Protest in Badehose: Aktivisten entern Dortmunder Brunnen

Ungewöhnliche Protestaktion in der Dortmunder City: Ein Dutzend Demonstranten haben am Montagabend in Badeklamotten kurzzeitig zwei Brunnen besetzt. Zwei Aktivisten bekamen Ärger mit der Polizei.
Ein Dutzend Klimaaktivisten enterten am Montag (18.7.) den Europabrunnen an der Kleppingstraße in Dortmunds City.
Ein Dutzend Klimaaktivisten enterten am Montag (18.7.) den Europabrunnen an der Kleppingstraße in Dortmunds City. © Linus Feldmann

Plötzlich saßen sie im Europabrunnen an der Kleppingstraße: 12 Klimaaktivistinnen und -aktivisten haben am Montag (18.7.) gegen 18 Uhr den Brunnen mitten in der Dortmunder City geentert. In Badehosen und Bikinis planschten sie – mit Schwimmreifen und Poolnudeln bewaffnet – bei Temperaturen jenseits der 30 Grad im knöcheltiefen Wasser.

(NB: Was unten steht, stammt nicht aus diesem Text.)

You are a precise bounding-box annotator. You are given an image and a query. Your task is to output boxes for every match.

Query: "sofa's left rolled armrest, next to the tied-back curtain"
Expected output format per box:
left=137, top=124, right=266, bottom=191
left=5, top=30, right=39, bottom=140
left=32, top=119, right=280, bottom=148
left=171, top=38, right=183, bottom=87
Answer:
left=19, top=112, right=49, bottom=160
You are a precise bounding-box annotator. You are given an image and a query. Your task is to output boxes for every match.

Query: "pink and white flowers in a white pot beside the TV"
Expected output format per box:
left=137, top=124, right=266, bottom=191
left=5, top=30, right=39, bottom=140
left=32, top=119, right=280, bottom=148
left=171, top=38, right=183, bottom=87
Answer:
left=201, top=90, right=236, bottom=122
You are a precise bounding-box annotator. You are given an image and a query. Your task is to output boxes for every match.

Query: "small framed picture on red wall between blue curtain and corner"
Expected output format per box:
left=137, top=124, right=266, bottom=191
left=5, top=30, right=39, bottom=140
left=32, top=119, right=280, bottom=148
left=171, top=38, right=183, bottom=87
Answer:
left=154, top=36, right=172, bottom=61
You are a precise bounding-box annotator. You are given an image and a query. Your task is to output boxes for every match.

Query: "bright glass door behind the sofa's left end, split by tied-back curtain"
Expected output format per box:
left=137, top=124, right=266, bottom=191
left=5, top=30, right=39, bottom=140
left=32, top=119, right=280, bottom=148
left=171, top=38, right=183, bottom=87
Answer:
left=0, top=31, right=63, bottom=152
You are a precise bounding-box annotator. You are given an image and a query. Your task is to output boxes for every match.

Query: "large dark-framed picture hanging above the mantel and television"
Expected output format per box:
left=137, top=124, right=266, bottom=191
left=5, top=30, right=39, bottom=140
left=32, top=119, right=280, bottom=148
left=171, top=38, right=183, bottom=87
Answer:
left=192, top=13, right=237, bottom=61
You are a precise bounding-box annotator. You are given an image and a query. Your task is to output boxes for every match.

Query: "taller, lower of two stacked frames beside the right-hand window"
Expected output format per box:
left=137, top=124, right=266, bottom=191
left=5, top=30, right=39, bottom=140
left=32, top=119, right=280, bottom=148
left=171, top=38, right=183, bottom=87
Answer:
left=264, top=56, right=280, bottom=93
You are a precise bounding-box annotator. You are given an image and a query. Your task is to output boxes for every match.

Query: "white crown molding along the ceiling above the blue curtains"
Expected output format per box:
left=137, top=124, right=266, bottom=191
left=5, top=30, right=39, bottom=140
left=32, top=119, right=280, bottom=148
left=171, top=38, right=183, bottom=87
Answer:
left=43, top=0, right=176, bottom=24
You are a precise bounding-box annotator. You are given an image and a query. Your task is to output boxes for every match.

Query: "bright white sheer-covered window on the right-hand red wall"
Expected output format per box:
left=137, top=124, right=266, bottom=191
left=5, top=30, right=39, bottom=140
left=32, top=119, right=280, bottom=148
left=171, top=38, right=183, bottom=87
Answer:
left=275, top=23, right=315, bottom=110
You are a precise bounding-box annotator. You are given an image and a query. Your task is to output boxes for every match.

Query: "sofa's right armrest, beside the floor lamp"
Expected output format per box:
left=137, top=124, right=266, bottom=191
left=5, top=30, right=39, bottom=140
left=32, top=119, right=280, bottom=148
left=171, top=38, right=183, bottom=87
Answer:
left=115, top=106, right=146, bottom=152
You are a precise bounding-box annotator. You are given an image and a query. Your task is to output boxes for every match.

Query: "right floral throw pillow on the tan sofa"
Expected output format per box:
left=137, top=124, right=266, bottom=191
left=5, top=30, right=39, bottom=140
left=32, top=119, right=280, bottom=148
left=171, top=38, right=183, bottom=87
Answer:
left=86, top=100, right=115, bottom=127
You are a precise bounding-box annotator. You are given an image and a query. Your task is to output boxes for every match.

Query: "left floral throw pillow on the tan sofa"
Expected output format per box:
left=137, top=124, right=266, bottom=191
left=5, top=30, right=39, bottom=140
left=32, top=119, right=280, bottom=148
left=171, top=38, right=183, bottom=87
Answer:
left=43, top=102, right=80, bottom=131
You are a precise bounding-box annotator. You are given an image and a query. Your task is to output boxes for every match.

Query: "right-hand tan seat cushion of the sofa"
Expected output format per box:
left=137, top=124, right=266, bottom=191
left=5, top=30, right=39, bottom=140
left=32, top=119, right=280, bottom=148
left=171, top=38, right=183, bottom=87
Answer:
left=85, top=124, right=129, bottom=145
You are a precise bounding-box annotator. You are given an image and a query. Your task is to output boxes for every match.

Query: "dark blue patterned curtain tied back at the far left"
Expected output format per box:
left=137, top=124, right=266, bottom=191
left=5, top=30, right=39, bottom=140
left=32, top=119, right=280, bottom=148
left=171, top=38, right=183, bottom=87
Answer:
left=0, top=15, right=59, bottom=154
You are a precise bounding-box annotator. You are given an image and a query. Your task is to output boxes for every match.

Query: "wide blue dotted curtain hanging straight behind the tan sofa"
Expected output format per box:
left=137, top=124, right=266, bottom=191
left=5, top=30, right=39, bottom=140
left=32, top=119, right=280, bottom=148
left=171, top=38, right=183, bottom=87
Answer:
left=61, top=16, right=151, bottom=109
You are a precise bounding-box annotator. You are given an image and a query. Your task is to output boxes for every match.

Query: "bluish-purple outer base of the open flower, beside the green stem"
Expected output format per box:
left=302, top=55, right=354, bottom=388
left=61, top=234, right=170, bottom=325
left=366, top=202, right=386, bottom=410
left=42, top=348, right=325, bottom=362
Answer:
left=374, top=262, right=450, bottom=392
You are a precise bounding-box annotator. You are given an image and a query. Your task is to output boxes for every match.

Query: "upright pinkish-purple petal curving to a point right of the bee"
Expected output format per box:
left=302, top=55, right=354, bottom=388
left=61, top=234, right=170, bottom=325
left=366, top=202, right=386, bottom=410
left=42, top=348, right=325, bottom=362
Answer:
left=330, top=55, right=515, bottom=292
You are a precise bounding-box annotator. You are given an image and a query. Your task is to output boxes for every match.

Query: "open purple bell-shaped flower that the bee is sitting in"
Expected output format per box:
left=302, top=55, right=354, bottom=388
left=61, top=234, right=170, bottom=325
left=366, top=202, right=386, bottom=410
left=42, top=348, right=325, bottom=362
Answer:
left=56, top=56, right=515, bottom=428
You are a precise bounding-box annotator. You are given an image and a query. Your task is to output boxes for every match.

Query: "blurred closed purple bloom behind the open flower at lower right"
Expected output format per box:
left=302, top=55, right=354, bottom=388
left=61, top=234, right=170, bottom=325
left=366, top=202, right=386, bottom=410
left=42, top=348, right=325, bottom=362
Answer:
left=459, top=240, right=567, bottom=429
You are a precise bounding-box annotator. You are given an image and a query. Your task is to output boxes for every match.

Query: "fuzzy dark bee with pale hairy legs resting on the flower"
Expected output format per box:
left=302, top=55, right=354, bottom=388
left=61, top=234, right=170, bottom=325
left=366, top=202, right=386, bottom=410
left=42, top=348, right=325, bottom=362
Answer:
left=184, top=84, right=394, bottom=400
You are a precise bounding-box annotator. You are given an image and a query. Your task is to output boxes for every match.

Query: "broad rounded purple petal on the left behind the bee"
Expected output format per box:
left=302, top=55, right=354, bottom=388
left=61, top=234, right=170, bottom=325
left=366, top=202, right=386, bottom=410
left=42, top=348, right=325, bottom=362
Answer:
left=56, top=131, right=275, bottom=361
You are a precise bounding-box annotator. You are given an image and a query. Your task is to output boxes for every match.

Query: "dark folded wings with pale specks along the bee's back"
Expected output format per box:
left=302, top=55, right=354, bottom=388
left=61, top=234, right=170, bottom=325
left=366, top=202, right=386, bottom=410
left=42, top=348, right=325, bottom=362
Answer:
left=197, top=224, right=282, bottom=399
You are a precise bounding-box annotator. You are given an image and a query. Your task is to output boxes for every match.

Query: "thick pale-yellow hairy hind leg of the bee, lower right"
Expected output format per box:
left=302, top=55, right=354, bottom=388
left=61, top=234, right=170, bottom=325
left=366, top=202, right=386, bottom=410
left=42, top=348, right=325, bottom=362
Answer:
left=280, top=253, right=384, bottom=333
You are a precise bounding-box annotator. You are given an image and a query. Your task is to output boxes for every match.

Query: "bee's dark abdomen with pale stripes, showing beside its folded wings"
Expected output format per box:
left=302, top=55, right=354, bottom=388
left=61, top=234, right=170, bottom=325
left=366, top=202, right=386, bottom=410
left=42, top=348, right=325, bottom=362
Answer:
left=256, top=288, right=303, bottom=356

„Performatives Straßentheater“

Die ebenfalls mitgebrachten Plakate offenbarten den ernsten Hintergrund der Aktion, die von den Aktivisten als „performatives Straßentheater“ bezeichnet wurde: Es war ein Protest gegen die in den Augen der Demonstranten „völlig unzureichende Klimapolitik Deutschlands“.

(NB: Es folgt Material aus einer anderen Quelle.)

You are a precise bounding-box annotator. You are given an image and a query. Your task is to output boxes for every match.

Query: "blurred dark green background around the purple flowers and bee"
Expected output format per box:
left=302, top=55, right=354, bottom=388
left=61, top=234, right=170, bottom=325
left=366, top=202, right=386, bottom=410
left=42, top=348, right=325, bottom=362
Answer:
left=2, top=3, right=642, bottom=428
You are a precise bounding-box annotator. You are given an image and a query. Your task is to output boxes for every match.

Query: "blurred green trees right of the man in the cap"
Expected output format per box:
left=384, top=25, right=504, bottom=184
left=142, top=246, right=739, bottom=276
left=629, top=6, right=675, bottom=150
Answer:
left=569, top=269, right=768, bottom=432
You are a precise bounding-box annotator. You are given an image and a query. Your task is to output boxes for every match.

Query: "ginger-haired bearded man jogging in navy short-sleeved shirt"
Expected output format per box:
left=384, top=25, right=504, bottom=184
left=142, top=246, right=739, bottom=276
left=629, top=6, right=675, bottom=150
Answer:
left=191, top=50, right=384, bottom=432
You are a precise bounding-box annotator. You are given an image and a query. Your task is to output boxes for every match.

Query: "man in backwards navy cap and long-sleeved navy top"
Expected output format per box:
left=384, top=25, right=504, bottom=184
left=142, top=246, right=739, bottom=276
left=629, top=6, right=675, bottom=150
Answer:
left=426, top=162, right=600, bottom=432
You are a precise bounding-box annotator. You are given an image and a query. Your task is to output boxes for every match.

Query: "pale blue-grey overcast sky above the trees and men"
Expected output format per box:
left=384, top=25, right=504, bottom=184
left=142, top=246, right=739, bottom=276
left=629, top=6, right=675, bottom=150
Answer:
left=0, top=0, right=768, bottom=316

Nach einigen Minuten und einer kurzen Ansprache über ein Megafon zog die Truppe weiter zum Bläserbrunnen auf dem Alten Markt, wo sie ihr Schauspiel wiederholten.

„Das ist eine satirische Aktion“, sagte der Sprecher der Gruppe, Lukas Hufert, unserer Redaktion. Die aktuelle Hitzewelle hänge mit der Klimakrise zusammen. Es müsse bedeutend mehr gegen diese getan werden. „Ein paar Brunnen bringen da nichts.“

Für zwei Aktivisten hat die Aktion ein Nachspiel: Sie wurden nach dem Ende der Protestaktion noch vor Ort von der Polizei angetroffen. Sie bekamen eine Anzeige wegen eines Verstoßes gegen das Versammlungsgesetz. Die Aktion sei nicht als Demonstration angemeldet gewesen, so ein Polizeisprecher.